Experimentation with AI tools

– Could terrorist organisations make use of artificial intelligence and, if so, in what ways?
– Every emerging technology is of interest to terrorists, especially when it offers low cost, wide availability and operational added value. AI is a characteristic example, as it is evolving rapidly and affecting fields ranging from the economy and marketing to information operations. According to Europol reports, extremist networks, including jihadist organisations, have already shown interest in, or engaged in limited experimentation with, AI tools. Potential uses include automated content generation and translation, personalised interaction through chatbots, the creation of synthetic deepfake audiovisual material, the analysis of online trends and digital data, and attempts to evade surveillance systems or facial recognition.
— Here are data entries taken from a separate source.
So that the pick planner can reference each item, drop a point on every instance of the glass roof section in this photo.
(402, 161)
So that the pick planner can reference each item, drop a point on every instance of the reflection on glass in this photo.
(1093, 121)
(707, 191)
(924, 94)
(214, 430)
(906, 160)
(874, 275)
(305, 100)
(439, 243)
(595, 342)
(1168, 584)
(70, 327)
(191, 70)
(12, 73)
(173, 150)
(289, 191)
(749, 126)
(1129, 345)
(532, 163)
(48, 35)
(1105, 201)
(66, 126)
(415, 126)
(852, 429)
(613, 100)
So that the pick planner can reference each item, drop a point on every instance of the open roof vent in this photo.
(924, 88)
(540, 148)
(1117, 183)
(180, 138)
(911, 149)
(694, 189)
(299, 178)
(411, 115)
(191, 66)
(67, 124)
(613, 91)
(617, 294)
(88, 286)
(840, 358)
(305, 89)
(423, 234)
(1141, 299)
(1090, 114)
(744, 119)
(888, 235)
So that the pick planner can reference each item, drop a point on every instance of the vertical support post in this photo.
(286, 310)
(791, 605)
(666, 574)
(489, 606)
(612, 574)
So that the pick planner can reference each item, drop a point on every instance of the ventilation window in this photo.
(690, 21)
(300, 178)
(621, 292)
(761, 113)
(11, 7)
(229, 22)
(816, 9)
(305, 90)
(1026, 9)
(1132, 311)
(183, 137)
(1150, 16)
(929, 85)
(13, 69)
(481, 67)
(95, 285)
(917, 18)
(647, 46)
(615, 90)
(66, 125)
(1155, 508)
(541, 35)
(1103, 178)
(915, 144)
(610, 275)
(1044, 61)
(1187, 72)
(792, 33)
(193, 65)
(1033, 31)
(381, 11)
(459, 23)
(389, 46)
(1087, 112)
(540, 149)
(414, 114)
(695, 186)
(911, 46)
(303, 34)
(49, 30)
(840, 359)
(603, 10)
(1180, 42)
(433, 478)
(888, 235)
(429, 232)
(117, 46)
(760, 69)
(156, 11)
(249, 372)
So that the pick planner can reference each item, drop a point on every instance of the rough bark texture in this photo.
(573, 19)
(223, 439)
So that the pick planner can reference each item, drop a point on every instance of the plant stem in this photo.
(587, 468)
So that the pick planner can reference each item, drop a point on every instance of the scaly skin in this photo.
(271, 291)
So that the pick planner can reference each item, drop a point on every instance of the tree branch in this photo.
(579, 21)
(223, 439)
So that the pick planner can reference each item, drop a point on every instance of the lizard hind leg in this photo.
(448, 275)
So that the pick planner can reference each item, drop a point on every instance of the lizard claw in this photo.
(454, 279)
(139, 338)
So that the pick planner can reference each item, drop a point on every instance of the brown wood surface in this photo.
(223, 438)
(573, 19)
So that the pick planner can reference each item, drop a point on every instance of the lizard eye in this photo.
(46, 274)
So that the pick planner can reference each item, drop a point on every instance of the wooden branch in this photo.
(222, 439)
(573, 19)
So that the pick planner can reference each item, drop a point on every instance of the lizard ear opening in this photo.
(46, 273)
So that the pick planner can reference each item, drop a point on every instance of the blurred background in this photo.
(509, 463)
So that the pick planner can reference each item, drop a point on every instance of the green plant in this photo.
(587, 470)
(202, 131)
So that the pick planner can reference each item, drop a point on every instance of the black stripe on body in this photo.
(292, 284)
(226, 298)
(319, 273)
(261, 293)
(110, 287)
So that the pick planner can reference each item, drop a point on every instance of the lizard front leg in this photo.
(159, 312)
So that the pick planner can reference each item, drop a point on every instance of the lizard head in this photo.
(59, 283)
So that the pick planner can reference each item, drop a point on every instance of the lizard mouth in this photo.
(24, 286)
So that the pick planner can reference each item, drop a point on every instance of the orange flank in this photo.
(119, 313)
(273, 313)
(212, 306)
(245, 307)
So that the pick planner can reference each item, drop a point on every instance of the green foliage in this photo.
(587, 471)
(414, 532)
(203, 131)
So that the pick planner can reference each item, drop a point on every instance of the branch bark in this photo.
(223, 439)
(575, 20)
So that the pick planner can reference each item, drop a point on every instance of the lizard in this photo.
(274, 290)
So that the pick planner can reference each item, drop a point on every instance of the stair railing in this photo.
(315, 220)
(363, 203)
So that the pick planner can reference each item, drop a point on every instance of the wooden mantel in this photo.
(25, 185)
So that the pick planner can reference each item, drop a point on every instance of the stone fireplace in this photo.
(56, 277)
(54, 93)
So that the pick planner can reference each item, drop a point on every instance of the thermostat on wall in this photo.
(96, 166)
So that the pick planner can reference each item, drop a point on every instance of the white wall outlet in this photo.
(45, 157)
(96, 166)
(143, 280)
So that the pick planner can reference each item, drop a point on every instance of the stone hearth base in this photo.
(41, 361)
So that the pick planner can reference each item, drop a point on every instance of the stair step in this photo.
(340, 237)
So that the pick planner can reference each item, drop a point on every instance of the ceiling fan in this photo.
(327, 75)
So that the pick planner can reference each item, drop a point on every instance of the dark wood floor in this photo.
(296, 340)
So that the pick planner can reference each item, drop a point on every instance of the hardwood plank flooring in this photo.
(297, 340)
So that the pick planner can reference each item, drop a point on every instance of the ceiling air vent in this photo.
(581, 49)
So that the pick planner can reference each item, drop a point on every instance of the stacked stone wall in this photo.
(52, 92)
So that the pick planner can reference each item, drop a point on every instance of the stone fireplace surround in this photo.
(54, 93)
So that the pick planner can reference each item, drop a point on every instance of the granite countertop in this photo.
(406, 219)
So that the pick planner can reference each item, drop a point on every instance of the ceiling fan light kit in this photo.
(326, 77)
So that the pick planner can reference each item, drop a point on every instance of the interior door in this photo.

Historically, the adoption of technologies by terrorist organisations has not been driven by ideological “purity”, but by operational pragmatism. When a tool serves strategic objectives, doctrinal objections often recede. It is important to stress that so far there is no evidence of systematic large-scale use of AI by terrorist organisations. However, the rapid spread of generative AI tools and the ease of access to them make their future use a real possibility.